Meskell v. Bertone

18 Mass. L. Rptr. 423
CourtMassachusetts Superior Court
DecidedOctober 22, 2004
DocketNo. 040295F
StatusPublished

This text of 18 Mass. L. Rptr. 423 (Meskell v. Bertone) is published on Counsel Stack Legal Research, covering Massachusetts Superior Court primary law. Counsel Stack provides free access to over 12 million legal documents including statutes, case law, regulations, and constitutions.

Bluebook
Meskell v. Bertone, 18 Mass. L. Rptr. 423 (Mass. Ct. App. 2004).

Opinion

Cratsley, J.

This case arises from a dispute over ownership rights to a sixty-six-foot 2001 Chapparral boat (“the boat”). The controversy is governed by Article 9 of the Uniform Commercial Code as adopted by the Commonwealth of Massachusetts (“Article 9”).
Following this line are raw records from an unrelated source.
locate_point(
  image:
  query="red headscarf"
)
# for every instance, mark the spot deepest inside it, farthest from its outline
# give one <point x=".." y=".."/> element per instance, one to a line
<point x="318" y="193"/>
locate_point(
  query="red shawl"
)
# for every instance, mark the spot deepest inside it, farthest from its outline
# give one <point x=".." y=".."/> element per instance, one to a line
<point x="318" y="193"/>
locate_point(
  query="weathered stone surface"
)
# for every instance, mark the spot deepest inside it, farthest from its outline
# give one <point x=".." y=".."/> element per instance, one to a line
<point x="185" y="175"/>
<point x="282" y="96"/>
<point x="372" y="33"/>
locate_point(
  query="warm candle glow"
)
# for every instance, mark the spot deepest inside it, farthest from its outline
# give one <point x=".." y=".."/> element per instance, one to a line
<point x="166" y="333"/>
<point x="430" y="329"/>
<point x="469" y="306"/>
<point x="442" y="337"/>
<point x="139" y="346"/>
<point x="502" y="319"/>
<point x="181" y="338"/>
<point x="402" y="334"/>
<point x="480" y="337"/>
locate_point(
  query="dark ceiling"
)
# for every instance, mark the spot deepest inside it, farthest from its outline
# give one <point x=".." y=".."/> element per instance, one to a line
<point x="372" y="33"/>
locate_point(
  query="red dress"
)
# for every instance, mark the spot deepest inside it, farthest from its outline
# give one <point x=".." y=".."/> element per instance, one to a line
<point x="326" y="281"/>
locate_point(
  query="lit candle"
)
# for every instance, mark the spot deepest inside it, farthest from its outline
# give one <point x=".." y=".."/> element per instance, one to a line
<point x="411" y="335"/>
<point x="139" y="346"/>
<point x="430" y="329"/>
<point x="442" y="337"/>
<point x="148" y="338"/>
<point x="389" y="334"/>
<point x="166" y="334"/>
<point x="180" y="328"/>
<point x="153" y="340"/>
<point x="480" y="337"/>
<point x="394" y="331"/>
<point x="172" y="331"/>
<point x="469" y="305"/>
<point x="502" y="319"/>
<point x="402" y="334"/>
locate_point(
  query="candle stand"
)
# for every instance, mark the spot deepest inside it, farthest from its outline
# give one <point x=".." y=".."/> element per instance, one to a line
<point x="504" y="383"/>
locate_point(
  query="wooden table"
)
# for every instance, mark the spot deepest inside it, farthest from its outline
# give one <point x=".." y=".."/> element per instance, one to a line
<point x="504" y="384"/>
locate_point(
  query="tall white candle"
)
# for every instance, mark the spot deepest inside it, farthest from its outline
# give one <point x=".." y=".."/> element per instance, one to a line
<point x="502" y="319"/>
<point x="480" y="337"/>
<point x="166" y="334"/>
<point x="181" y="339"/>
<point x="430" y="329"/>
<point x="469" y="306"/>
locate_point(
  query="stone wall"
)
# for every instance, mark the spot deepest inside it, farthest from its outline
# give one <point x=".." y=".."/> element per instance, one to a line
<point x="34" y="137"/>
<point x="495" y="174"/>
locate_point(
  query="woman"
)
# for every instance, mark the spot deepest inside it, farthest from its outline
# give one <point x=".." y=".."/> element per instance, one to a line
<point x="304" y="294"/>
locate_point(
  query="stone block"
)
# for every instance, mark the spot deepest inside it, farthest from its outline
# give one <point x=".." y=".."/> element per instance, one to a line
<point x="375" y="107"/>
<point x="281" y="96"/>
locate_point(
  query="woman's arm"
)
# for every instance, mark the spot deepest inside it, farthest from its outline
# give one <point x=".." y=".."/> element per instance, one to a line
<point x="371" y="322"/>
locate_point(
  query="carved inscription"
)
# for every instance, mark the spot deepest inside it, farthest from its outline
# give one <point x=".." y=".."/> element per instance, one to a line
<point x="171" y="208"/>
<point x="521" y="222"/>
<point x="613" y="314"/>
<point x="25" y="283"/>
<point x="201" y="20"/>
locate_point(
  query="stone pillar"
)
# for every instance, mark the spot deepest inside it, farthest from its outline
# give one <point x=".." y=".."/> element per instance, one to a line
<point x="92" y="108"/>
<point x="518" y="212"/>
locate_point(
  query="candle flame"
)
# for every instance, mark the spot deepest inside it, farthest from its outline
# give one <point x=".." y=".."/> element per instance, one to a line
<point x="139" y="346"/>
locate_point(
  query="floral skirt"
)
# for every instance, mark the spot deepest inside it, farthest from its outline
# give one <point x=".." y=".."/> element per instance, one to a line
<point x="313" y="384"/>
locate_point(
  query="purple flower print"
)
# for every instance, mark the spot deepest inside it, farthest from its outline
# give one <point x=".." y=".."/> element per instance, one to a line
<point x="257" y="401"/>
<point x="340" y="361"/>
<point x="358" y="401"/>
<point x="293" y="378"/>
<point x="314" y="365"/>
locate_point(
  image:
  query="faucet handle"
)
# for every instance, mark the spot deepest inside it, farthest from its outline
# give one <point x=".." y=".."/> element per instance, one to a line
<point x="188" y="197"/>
The following is a procedural history of the two lawsuits consolidated for trial.

BACKGROUND

With respect to Suffolk No. 04-0295, on January 23, 2004, John Meskell (“Meskell”) commenced this lawsuit by filing a complaint against John and Linda Bertone (“the Bertones”) for return of a boat that the Bertones purchased from Meskell’s agent, Dale Friedman (“Friedman”) of Sea Dog Yacht Sales (“Sea Dog”). Based on allegations that the Bertones converted the boat from him, Meskell seeks a permanent injunction barring the Bertones from further depriving him of possession of the boat.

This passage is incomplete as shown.